Harrington shrugged.
"We do what we always do," he said. "We instruct the tahsildar to be observant. We listen to the police inspector without believing every rumour. If Mr. Jinnah builds a house, hires doctors, and drinks tea on his verandah with his Anglo-Indian wireless men, we file that under 'harmless eccentricity.' If he starts drilling men with lathis, we send longer reports. Until then, we let the man breathe."
He smiled thinly.
"Frankly," Harrington added, "if a barrister of his calibre wants to spend his money making my district more orderly instead of less, I shall count it as Providence. Most of my landholders can barely sign their names, let alone organize a proper filing system."
There you are, Bilal said, when Jinnah received response from Montgomery, delayed, through Jinnah's imagination. They've bought the retirement story . About as good as it gets.
Good, Jinnah replied inwardly. They will watch. It is easier to build under observation when your observers are convinced you are tired and predictable.

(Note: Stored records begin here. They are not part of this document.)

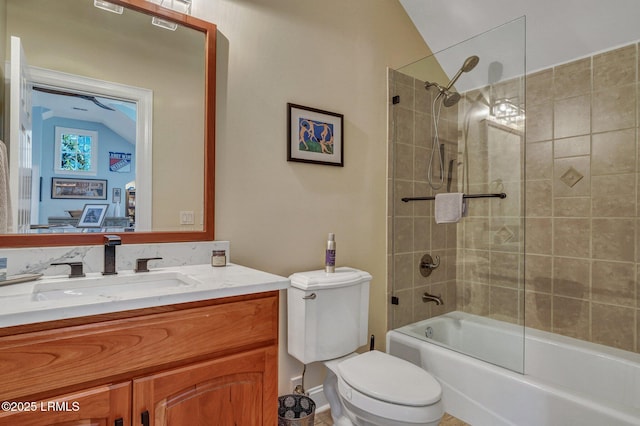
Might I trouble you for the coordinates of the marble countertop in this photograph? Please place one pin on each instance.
(59, 297)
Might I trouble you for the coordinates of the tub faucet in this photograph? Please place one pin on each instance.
(110, 243)
(431, 298)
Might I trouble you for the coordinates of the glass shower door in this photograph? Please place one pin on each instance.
(457, 126)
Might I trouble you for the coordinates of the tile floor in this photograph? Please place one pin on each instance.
(324, 419)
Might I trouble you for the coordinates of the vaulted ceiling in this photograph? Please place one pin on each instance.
(557, 31)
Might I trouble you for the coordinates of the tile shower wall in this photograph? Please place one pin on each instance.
(581, 201)
(412, 229)
(583, 219)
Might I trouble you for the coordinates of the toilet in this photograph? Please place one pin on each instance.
(327, 321)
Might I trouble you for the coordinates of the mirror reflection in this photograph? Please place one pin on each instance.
(116, 119)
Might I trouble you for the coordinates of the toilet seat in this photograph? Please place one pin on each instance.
(390, 379)
(389, 387)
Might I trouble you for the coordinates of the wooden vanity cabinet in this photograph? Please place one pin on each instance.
(208, 363)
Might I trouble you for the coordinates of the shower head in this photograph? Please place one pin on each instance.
(469, 64)
(450, 98)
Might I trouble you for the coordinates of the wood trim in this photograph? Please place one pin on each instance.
(74, 357)
(92, 319)
(207, 234)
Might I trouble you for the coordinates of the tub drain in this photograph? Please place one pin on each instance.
(428, 332)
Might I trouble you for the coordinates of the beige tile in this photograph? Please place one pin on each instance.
(609, 326)
(638, 330)
(538, 310)
(614, 152)
(422, 234)
(504, 269)
(613, 196)
(538, 198)
(539, 236)
(539, 88)
(572, 79)
(403, 270)
(614, 108)
(571, 317)
(403, 158)
(614, 239)
(572, 177)
(504, 304)
(476, 299)
(403, 313)
(422, 208)
(403, 188)
(402, 129)
(476, 233)
(572, 117)
(571, 277)
(571, 237)
(539, 122)
(421, 164)
(403, 234)
(422, 98)
(615, 67)
(572, 207)
(538, 273)
(423, 130)
(571, 147)
(613, 283)
(539, 161)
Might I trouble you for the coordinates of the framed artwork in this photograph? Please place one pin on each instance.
(116, 196)
(86, 189)
(314, 136)
(92, 216)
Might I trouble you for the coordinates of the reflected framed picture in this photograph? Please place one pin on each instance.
(84, 189)
(116, 196)
(92, 216)
(314, 136)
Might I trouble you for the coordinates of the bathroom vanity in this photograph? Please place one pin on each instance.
(204, 355)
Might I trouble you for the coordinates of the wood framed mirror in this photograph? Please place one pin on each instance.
(206, 116)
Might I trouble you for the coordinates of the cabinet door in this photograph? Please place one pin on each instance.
(235, 390)
(100, 406)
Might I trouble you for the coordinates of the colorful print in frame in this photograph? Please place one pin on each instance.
(314, 136)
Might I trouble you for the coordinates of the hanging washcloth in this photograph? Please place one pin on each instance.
(449, 207)
(5, 204)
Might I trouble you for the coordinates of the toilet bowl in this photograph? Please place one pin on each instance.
(376, 388)
(327, 316)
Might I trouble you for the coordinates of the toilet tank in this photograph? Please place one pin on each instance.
(328, 313)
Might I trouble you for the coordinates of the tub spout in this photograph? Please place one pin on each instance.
(431, 298)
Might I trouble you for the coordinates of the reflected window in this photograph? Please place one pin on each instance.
(76, 151)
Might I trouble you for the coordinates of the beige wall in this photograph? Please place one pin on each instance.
(330, 55)
(103, 45)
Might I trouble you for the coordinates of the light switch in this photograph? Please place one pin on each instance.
(186, 218)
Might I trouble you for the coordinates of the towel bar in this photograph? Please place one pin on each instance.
(498, 195)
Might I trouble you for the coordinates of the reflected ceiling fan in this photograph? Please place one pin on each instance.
(75, 95)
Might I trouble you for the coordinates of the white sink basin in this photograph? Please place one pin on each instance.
(113, 287)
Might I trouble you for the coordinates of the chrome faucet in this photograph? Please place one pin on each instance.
(431, 298)
(110, 243)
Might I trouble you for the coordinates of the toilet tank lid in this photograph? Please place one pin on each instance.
(316, 280)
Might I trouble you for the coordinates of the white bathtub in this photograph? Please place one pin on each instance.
(566, 381)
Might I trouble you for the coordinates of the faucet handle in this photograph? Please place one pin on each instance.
(76, 268)
(141, 264)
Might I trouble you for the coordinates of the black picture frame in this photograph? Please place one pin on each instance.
(315, 136)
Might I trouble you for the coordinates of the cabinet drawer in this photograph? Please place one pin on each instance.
(39, 362)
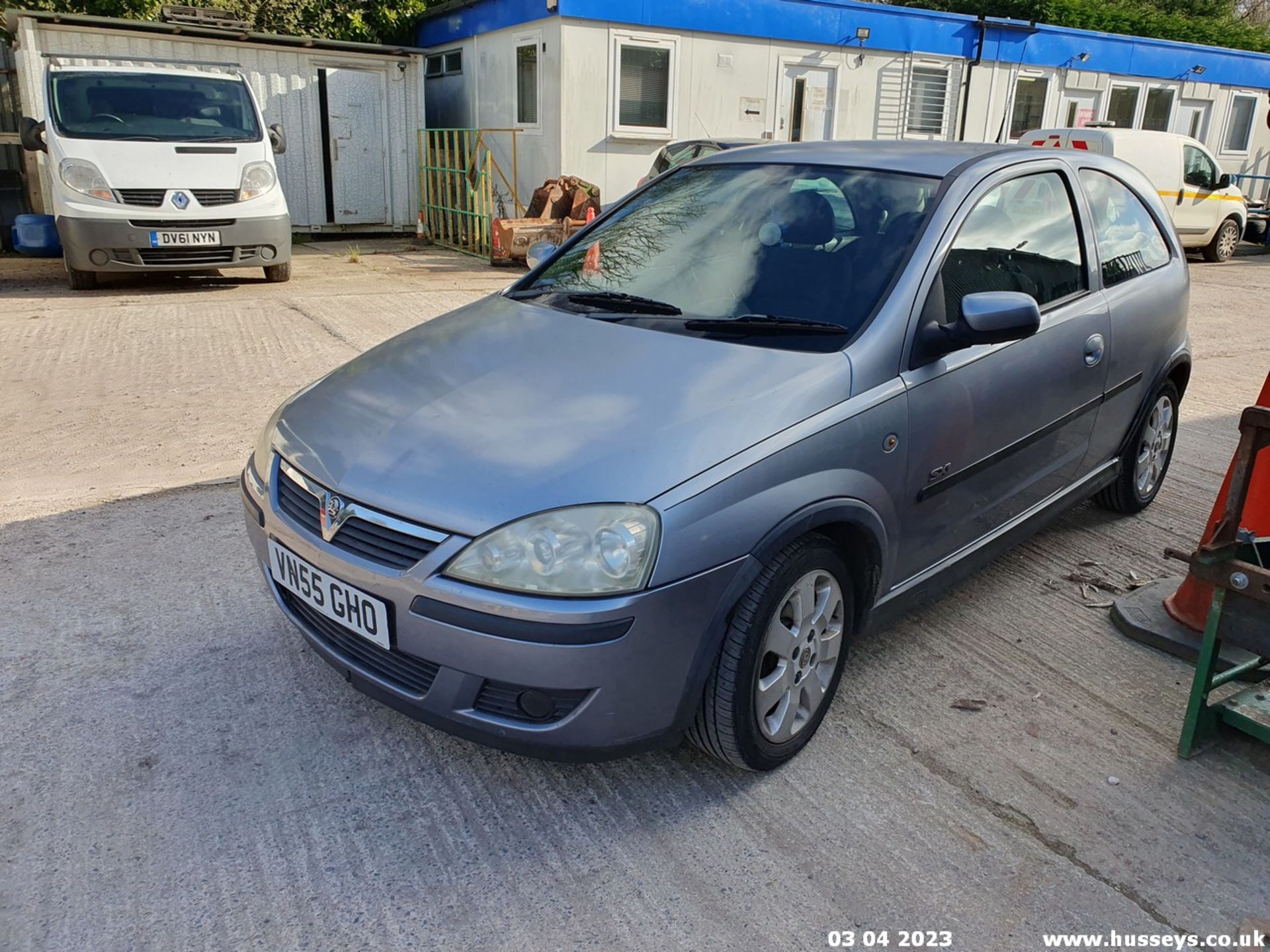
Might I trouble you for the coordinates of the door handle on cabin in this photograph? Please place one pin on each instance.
(1094, 349)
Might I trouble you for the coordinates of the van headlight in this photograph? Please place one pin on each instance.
(258, 178)
(85, 178)
(585, 550)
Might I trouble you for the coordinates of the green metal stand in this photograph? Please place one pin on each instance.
(1235, 563)
(1248, 711)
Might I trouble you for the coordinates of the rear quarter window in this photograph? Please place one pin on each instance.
(1128, 238)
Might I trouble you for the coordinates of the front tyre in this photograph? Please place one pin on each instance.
(1143, 467)
(781, 659)
(1222, 247)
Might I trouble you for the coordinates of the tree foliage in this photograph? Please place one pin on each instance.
(1212, 22)
(370, 22)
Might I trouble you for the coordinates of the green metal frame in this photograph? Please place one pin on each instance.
(1248, 711)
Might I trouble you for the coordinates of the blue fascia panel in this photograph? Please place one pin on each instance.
(479, 17)
(892, 28)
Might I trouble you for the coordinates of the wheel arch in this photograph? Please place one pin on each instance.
(854, 526)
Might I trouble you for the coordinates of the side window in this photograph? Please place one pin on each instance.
(1198, 169)
(1128, 238)
(1020, 237)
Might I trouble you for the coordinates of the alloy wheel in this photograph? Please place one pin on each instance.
(798, 655)
(1158, 436)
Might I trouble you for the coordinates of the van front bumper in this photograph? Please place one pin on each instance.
(567, 680)
(124, 244)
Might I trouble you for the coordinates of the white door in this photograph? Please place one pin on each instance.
(1079, 110)
(807, 103)
(359, 175)
(1191, 118)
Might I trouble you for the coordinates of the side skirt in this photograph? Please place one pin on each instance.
(930, 583)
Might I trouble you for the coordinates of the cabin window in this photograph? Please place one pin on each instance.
(1238, 124)
(527, 83)
(1029, 111)
(927, 100)
(643, 85)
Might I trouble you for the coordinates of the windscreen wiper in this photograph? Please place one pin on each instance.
(620, 302)
(763, 324)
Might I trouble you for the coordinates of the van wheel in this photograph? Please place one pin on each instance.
(1143, 466)
(1223, 243)
(781, 659)
(80, 281)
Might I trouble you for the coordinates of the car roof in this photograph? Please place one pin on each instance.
(935, 159)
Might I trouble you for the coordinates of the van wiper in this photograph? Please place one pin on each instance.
(622, 303)
(763, 324)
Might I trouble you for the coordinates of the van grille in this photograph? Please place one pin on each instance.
(149, 197)
(215, 196)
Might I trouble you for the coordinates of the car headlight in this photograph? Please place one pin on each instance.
(85, 178)
(585, 550)
(258, 178)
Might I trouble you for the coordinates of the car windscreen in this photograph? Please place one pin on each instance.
(153, 106)
(736, 241)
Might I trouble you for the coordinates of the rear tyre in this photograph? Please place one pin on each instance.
(80, 281)
(781, 659)
(1143, 467)
(1223, 243)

Bombay, Lahore, Montgomery — telegraph wires hummed, papers moved, names were underlined and then put aside. On the surface, the story was simple: a tired barrister, distrustful of mass politics, looking for clean air and controllable work.
Underneath, in the shared skull of a twentieth-century lawyer and a twenty-first-century game developer, a different description had already been filed:
Server acquired.
Network nodes identified.
Watchers pacified.
The Monocle was in the drawer. The Map now had a red circle on Montgomery. And the Accountant had just bought them time.